You're being sensible to limit the toys you buy for him - you would soon run out of space if you had much more at this age! Don't feel guilty. It's a shame your DM is pushing those buttons - you're teaching DS not to be so materialistic which is a great lesson. He needs love and for you to engage with him, which you are doing, not bags of useless bits. Sounds like you're a wonderful mum who is building lovely memories for her child with all the experiences he gets. Much better than plastic crap.

AliceInHinterland Fri 12-Aug-16 14:53:22

You must know in your heart of hearts that your mother is being totally unreasonable, but it is hard not to doubt yourself as a parent. Most toys keep a two year old amused for about ten minutes, a few gems that allow him to be creative, develop motor skills and use his imagination are far better than loads of tat.

Toofondofcake Fri 12-Aug-16 14:53:27

That's fine in my opinion, in fact I keep having a similar conversation with my DM and MIL they always want to buy my nearly 2yo and 5mo toys which they just don't need.
I held onto a lot of 2yo's baby toys when I found out I was regnant and our house feels too cluttered and 70% of the stuff they have never gets played with.

I was also over showered with gifts when I was a child and my DM still goes way OTT at Christmases and birthdays now and it's awkward. Last year she made a point of telling me how much she spent on me and I felt embarrassed.

Keep toys and gifts modest and he will cherish them even more and be excited when he gets a new one without over valuing material possessions.

m0therofdragons Fri 12-Aug-16 14:59:40

My 2 4-year-olds are in currently in the dark downstairs cloakroom with a torch and have been for 3 minutes. With 3 dc our house is full of toys and only a fraction get played with.

evilgiraffe Fri 12-Aug-16 15:03:21

That looks and sounds like a similar amount of toys to what my just-two DD1 has. Limiting it is good! In fact, she already has more than she can play with, more would be overwhelming.

Having said that, the arrival of baby DD2 has revived interest in many of her outgrown toys, so many things are having a second go now, which is nice.

AnnaMarlowe Fri 12-Aug-16 15:04:38

There's nothing wrong with your toys.

Your mother is way out of line.

KC225 Fri 12-Aug-16 15:10:45

That looks fine to me.

We were living in a tiny flat with twins, we physically did not have the room for loads of toys. We too, bought one item each for the early birthday (usually on my boots points) The Christmas they were two and a half we got them a micro scooter and helmet each and a stocking. My mum was also - is that all? That was plenty. They got so much from everyone else and we have a small family.
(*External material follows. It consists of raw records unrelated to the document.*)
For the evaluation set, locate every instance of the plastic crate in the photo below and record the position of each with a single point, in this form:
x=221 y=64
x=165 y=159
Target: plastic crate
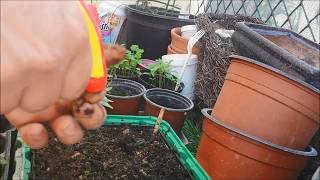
x=184 y=155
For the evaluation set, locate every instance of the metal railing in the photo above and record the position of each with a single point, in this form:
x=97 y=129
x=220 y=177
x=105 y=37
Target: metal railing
x=300 y=16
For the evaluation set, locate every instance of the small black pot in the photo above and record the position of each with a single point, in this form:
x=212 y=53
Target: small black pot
x=280 y=48
x=144 y=79
x=151 y=30
x=127 y=97
x=175 y=106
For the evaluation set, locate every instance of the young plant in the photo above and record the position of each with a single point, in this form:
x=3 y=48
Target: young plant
x=129 y=65
x=160 y=72
x=105 y=101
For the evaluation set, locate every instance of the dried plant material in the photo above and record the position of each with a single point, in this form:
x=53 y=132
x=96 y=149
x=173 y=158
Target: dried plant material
x=213 y=57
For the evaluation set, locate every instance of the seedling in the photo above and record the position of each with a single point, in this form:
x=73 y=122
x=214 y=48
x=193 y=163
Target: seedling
x=160 y=72
x=129 y=65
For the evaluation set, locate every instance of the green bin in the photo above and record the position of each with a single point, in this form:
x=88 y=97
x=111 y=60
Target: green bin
x=185 y=157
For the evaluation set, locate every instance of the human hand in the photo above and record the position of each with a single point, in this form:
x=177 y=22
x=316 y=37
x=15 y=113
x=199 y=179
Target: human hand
x=45 y=68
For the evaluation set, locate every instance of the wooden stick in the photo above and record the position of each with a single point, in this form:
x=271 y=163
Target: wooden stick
x=157 y=125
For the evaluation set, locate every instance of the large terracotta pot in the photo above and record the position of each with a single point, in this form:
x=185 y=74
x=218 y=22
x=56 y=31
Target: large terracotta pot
x=179 y=44
x=228 y=153
x=267 y=103
x=126 y=97
x=175 y=106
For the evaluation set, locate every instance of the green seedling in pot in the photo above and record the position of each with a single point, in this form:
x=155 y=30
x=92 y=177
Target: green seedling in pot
x=129 y=65
x=160 y=73
x=105 y=101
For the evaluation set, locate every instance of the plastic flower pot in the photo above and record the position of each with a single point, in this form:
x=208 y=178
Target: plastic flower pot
x=281 y=49
x=171 y=138
x=268 y=103
x=229 y=153
x=145 y=63
x=175 y=106
x=188 y=79
x=126 y=96
x=171 y=51
x=145 y=79
x=151 y=30
x=179 y=44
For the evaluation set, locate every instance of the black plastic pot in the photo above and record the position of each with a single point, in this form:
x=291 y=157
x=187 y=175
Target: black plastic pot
x=127 y=102
x=281 y=49
x=151 y=31
x=144 y=79
x=175 y=106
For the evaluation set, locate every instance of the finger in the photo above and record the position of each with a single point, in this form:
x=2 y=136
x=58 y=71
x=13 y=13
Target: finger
x=67 y=129
x=18 y=117
x=34 y=135
x=91 y=117
x=78 y=74
x=94 y=97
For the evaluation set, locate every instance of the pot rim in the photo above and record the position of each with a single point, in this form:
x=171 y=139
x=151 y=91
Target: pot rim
x=133 y=8
x=172 y=92
x=311 y=153
x=180 y=89
x=265 y=66
x=133 y=84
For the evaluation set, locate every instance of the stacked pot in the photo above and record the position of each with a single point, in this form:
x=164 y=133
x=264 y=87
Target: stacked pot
x=179 y=43
x=261 y=124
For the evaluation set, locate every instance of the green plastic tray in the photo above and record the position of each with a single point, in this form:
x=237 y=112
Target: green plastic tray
x=185 y=157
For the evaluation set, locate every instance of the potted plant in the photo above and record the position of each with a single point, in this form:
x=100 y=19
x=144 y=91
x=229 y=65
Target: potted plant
x=123 y=96
x=125 y=148
x=268 y=103
x=128 y=67
x=149 y=24
x=159 y=76
x=226 y=152
x=175 y=105
x=280 y=48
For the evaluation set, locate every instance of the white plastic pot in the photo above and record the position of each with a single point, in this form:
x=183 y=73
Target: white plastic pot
x=112 y=14
x=190 y=72
x=188 y=31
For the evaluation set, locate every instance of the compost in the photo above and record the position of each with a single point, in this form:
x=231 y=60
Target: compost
x=123 y=91
x=123 y=152
x=213 y=57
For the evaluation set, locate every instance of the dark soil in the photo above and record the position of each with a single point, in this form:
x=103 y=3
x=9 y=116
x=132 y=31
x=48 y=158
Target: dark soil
x=123 y=91
x=109 y=153
x=150 y=82
x=168 y=102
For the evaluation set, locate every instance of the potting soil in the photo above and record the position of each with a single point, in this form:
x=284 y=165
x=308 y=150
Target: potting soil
x=123 y=91
x=124 y=152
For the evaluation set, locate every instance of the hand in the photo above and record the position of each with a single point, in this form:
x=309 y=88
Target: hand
x=114 y=54
x=45 y=68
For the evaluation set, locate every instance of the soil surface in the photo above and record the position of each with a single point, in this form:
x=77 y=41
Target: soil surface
x=123 y=91
x=168 y=102
x=124 y=152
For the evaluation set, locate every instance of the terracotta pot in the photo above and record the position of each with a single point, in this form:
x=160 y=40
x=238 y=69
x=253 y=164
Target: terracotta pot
x=128 y=102
x=267 y=103
x=179 y=44
x=175 y=106
x=228 y=153
x=170 y=51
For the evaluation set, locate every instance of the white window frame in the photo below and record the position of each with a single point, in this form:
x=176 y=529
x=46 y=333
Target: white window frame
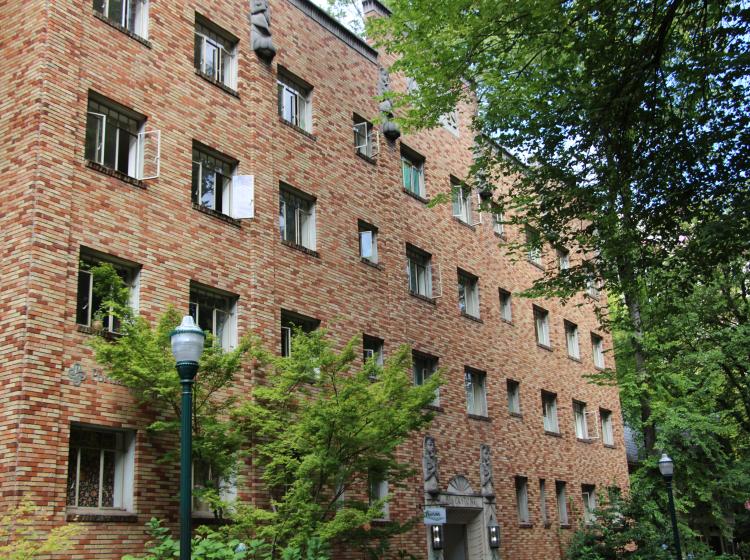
x=522 y=499
x=140 y=21
x=475 y=383
x=541 y=326
x=468 y=303
x=597 y=351
x=124 y=470
x=549 y=412
x=225 y=61
x=513 y=389
x=571 y=339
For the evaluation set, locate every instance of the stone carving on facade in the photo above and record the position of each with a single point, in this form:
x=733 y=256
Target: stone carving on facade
x=390 y=128
x=260 y=21
x=429 y=466
x=485 y=471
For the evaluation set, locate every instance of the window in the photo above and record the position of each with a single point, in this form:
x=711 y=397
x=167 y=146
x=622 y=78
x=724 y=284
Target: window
x=514 y=396
x=543 y=501
x=549 y=412
x=116 y=138
x=571 y=337
x=597 y=350
x=506 y=309
x=424 y=366
x=462 y=202
x=562 y=503
x=579 y=417
x=365 y=137
x=419 y=269
x=289 y=323
x=588 y=494
x=368 y=242
x=522 y=499
x=498 y=217
x=379 y=491
x=297 y=218
x=100 y=468
x=128 y=14
x=372 y=349
x=295 y=106
x=215 y=53
x=533 y=243
x=468 y=294
x=563 y=259
x=215 y=312
x=95 y=288
x=412 y=172
x=541 y=325
x=476 y=392
x=608 y=436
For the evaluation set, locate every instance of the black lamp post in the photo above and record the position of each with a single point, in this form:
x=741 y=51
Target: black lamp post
x=187 y=347
x=666 y=467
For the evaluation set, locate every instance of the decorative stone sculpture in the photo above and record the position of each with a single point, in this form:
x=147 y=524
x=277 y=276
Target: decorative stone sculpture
x=390 y=129
x=260 y=20
x=485 y=471
x=429 y=466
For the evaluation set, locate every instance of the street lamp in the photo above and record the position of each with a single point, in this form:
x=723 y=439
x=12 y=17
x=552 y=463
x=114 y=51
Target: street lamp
x=187 y=347
x=666 y=467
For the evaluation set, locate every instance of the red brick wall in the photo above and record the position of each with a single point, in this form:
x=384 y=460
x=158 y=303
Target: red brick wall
x=175 y=244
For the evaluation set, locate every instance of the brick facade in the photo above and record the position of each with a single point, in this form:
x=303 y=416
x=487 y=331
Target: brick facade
x=54 y=54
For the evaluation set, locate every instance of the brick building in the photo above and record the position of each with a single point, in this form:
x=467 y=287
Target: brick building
x=230 y=167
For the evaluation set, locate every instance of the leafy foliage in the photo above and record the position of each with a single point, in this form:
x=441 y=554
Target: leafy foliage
x=21 y=539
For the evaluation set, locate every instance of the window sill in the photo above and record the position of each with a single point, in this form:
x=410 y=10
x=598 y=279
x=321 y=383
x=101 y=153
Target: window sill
x=371 y=264
x=471 y=317
x=423 y=298
x=368 y=159
x=465 y=224
x=302 y=131
x=420 y=198
x=301 y=248
x=218 y=215
x=112 y=23
x=78 y=515
x=218 y=84
x=116 y=174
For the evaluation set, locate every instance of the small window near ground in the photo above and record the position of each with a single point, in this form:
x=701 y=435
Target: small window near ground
x=128 y=14
x=100 y=469
x=368 y=242
x=506 y=308
x=541 y=326
x=412 y=172
x=215 y=312
x=514 y=396
x=476 y=392
x=295 y=101
x=522 y=499
x=468 y=294
x=423 y=367
x=215 y=53
x=571 y=338
x=597 y=350
x=608 y=436
x=562 y=503
x=549 y=412
x=297 y=218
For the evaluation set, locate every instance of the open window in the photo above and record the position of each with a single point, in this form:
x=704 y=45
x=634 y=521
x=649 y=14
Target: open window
x=117 y=138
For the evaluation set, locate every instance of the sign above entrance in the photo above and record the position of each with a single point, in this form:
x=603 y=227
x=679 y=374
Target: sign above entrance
x=434 y=516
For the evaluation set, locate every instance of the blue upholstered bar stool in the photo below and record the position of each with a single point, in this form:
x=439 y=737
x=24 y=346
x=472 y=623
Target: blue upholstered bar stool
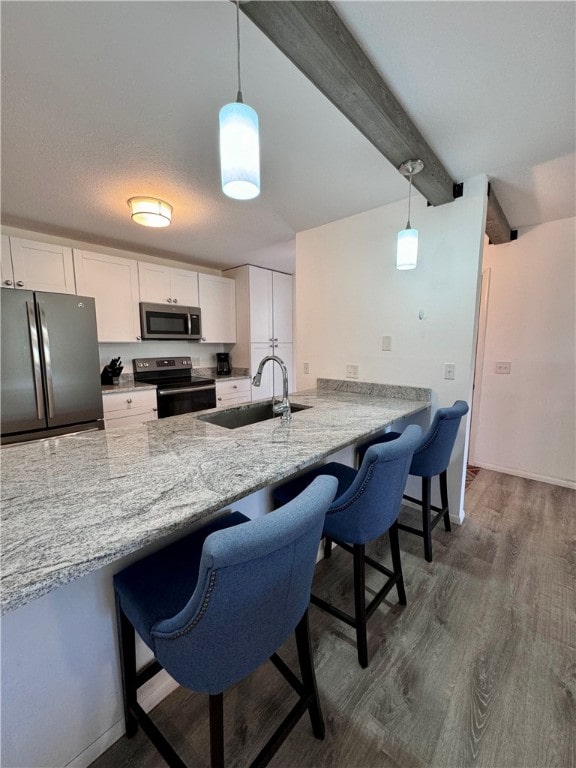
x=217 y=604
x=366 y=506
x=431 y=458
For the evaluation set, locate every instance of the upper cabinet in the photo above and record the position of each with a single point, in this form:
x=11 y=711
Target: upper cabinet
x=167 y=285
x=217 y=302
x=113 y=282
x=34 y=266
x=264 y=304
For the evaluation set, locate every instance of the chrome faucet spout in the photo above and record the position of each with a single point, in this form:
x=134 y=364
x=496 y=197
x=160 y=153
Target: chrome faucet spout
x=284 y=407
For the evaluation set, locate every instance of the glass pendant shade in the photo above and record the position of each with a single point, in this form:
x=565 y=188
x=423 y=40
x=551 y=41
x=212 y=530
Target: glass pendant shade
x=239 y=151
x=150 y=212
x=407 y=249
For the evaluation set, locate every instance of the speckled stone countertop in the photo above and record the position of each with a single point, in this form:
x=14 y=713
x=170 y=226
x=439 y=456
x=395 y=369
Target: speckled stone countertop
x=72 y=504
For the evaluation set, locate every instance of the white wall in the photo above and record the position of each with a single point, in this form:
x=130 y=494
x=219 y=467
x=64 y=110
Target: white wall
x=527 y=419
x=349 y=294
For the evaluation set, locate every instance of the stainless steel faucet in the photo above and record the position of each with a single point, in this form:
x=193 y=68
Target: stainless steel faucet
x=284 y=406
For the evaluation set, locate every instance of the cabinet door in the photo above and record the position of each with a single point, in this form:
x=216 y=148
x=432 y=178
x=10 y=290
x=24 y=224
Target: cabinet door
x=154 y=283
x=113 y=282
x=184 y=287
x=217 y=300
x=285 y=351
x=260 y=304
x=6 y=263
x=282 y=306
x=257 y=352
x=42 y=266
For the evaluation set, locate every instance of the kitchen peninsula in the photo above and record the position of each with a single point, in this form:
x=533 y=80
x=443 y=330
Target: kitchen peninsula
x=78 y=508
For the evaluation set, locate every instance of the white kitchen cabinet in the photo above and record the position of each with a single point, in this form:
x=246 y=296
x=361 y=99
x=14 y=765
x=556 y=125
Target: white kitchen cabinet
x=167 y=285
x=34 y=266
x=113 y=282
x=217 y=302
x=264 y=320
x=233 y=392
x=124 y=409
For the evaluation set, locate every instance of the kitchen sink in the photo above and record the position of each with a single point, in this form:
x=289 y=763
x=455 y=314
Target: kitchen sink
x=233 y=418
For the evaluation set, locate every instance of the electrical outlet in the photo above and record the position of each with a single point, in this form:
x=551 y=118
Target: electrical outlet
x=351 y=371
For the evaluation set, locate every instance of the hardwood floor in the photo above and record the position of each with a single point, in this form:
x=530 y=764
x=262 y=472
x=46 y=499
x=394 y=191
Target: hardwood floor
x=479 y=669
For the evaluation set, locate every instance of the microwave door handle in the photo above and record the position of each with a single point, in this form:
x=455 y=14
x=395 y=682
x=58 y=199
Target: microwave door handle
x=182 y=390
x=33 y=329
x=47 y=360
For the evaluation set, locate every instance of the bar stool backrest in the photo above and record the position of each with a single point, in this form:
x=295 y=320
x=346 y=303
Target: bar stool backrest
x=372 y=503
x=433 y=454
x=253 y=588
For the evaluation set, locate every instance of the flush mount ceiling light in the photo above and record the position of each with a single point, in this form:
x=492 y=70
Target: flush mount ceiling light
x=150 y=212
x=239 y=142
x=407 y=246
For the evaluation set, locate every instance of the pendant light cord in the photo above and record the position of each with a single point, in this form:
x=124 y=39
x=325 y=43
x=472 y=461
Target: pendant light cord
x=239 y=95
x=409 y=196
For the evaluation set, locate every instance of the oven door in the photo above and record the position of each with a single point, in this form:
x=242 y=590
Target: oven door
x=179 y=400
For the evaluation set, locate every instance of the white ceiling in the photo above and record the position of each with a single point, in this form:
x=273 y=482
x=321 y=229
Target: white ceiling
x=105 y=100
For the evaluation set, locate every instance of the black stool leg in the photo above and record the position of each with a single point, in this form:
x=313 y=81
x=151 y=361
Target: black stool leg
x=426 y=523
x=127 y=644
x=216 y=707
x=397 y=563
x=444 y=500
x=309 y=676
x=360 y=604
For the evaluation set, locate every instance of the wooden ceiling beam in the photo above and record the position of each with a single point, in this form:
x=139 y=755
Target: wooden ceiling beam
x=497 y=227
x=312 y=35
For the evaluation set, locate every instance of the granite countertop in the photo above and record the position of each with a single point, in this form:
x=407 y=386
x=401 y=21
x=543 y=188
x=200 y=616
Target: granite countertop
x=72 y=504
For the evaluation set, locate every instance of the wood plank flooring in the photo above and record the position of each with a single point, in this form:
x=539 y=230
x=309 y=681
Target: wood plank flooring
x=479 y=669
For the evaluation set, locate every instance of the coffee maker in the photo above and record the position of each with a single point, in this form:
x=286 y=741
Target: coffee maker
x=223 y=364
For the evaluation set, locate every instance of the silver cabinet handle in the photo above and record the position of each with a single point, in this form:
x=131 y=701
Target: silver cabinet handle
x=35 y=360
x=47 y=359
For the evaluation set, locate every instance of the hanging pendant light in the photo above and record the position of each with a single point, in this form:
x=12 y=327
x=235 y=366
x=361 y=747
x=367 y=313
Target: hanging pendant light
x=239 y=142
x=407 y=244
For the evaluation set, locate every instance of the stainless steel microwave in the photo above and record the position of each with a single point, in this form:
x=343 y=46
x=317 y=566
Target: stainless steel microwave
x=162 y=321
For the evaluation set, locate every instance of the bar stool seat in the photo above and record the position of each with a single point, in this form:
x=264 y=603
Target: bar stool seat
x=431 y=459
x=366 y=506
x=216 y=605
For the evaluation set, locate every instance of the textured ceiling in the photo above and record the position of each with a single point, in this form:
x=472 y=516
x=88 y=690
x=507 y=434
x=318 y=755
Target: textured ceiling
x=105 y=100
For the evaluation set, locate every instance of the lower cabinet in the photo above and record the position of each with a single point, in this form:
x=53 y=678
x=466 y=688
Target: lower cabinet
x=233 y=392
x=124 y=409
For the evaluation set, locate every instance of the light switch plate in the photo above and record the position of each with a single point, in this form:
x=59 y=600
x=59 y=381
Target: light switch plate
x=351 y=371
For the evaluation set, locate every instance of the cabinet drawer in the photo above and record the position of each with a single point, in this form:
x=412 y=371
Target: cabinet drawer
x=128 y=419
x=240 y=386
x=120 y=402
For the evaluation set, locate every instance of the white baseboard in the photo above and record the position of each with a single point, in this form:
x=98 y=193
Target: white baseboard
x=151 y=694
x=528 y=475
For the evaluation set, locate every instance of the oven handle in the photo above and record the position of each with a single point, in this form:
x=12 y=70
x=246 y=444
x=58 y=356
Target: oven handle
x=161 y=392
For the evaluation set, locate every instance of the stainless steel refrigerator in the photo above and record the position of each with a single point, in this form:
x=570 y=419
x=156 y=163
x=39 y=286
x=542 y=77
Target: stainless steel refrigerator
x=50 y=368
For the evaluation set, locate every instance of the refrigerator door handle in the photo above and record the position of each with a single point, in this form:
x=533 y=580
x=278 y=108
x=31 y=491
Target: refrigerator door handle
x=47 y=360
x=32 y=327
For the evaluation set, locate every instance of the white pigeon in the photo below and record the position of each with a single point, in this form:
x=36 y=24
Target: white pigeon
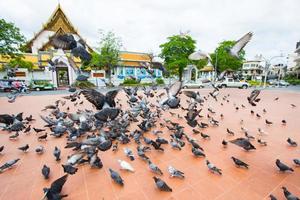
x=125 y=165
x=240 y=44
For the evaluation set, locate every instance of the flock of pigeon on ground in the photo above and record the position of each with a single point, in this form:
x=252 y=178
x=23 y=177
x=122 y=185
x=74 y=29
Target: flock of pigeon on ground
x=104 y=130
x=89 y=132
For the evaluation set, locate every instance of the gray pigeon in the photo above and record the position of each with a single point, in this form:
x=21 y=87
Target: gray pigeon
x=56 y=153
x=53 y=193
x=175 y=172
x=239 y=163
x=69 y=169
x=283 y=167
x=116 y=177
x=161 y=185
x=288 y=195
x=297 y=161
x=154 y=168
x=46 y=171
x=8 y=164
x=213 y=168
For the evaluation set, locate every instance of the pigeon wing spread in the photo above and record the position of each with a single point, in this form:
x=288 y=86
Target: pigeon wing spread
x=96 y=98
x=241 y=43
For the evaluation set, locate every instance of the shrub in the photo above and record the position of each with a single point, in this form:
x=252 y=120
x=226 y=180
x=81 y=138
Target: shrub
x=160 y=81
x=292 y=80
x=130 y=81
x=84 y=84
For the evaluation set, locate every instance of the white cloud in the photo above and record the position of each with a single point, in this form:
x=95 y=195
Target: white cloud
x=143 y=25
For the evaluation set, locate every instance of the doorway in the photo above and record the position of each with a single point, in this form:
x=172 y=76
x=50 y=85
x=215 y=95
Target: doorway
x=62 y=75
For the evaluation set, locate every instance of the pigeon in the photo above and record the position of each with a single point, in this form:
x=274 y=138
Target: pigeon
x=175 y=172
x=268 y=122
x=224 y=143
x=283 y=167
x=204 y=136
x=272 y=197
x=230 y=132
x=291 y=142
x=244 y=143
x=197 y=152
x=297 y=162
x=154 y=168
x=53 y=193
x=125 y=165
x=240 y=44
x=116 y=177
x=69 y=169
x=252 y=99
x=172 y=100
x=1 y=148
x=24 y=148
x=288 y=195
x=262 y=143
x=213 y=168
x=37 y=130
x=239 y=163
x=39 y=149
x=68 y=42
x=105 y=103
x=8 y=164
x=194 y=95
x=27 y=129
x=115 y=147
x=46 y=171
x=43 y=137
x=161 y=185
x=56 y=153
x=14 y=137
x=128 y=152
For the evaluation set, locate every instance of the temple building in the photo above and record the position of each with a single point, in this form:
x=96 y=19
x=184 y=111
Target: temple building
x=39 y=51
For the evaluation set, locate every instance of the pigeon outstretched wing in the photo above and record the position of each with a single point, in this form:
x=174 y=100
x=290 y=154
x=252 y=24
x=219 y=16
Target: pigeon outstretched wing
x=240 y=44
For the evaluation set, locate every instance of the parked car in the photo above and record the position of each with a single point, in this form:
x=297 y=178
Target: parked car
x=193 y=84
x=41 y=85
x=5 y=85
x=230 y=82
x=283 y=83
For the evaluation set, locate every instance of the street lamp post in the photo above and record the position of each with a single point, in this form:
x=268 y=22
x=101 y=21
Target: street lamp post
x=267 y=65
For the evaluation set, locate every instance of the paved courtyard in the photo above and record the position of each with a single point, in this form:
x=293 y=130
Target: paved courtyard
x=25 y=180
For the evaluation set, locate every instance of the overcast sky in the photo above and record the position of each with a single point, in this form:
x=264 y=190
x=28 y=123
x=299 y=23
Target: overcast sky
x=144 y=24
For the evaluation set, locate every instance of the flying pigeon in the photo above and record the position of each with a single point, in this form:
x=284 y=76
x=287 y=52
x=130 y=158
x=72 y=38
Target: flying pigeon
x=283 y=167
x=68 y=42
x=161 y=185
x=46 y=171
x=239 y=163
x=240 y=44
x=8 y=164
x=116 y=177
x=213 y=168
x=53 y=193
x=125 y=165
x=244 y=143
x=175 y=172
x=288 y=195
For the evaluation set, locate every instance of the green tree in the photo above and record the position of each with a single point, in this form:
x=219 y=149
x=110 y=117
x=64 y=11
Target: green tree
x=10 y=39
x=175 y=53
x=109 y=53
x=224 y=59
x=19 y=62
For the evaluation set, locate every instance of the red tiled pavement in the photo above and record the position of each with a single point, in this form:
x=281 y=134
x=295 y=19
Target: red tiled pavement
x=25 y=181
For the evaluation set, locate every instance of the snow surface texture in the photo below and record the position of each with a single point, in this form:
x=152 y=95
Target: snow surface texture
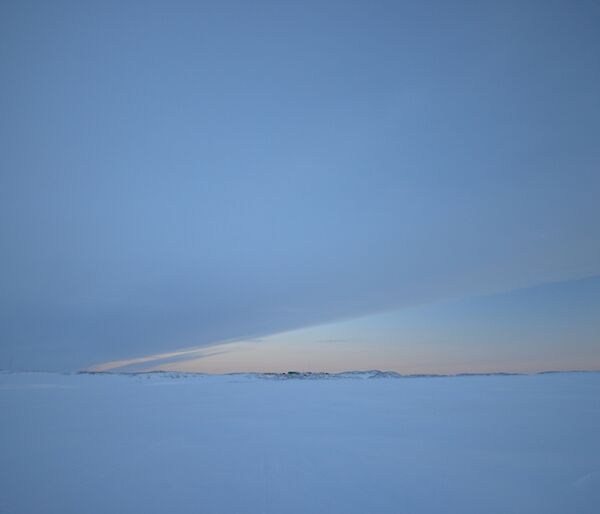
x=159 y=443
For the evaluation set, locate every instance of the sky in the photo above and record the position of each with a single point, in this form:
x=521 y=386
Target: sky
x=179 y=175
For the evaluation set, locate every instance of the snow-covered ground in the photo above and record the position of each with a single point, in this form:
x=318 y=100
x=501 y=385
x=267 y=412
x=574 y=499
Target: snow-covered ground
x=103 y=444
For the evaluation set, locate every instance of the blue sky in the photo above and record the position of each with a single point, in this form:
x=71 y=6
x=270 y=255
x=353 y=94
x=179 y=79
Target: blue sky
x=179 y=174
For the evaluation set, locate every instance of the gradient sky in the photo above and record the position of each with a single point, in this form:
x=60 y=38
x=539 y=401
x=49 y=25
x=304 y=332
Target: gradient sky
x=178 y=174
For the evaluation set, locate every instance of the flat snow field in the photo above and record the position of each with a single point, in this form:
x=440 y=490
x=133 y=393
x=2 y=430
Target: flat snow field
x=155 y=443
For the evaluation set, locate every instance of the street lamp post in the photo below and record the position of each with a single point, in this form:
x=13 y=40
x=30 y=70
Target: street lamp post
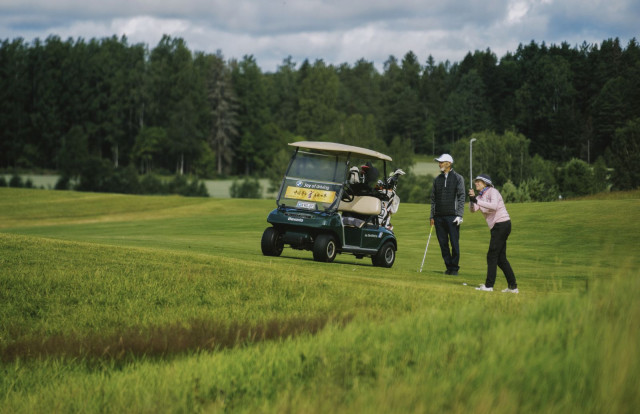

It's not a case of relying on friends and family to fill in the gaps and they are generous and kind enough to do it anyway. However, as they get older they seem to hang on and acquire more stuff.

We now live abroad and when we came back for our summer holiday we gave them ten pounds each to spend in the pound shop on holiday play stuff bucket and spades, Frisbees, balls, swords, water balloons etc. At the end of the holiday we gathered it all up and knocked at the new kids in the caravan next to us.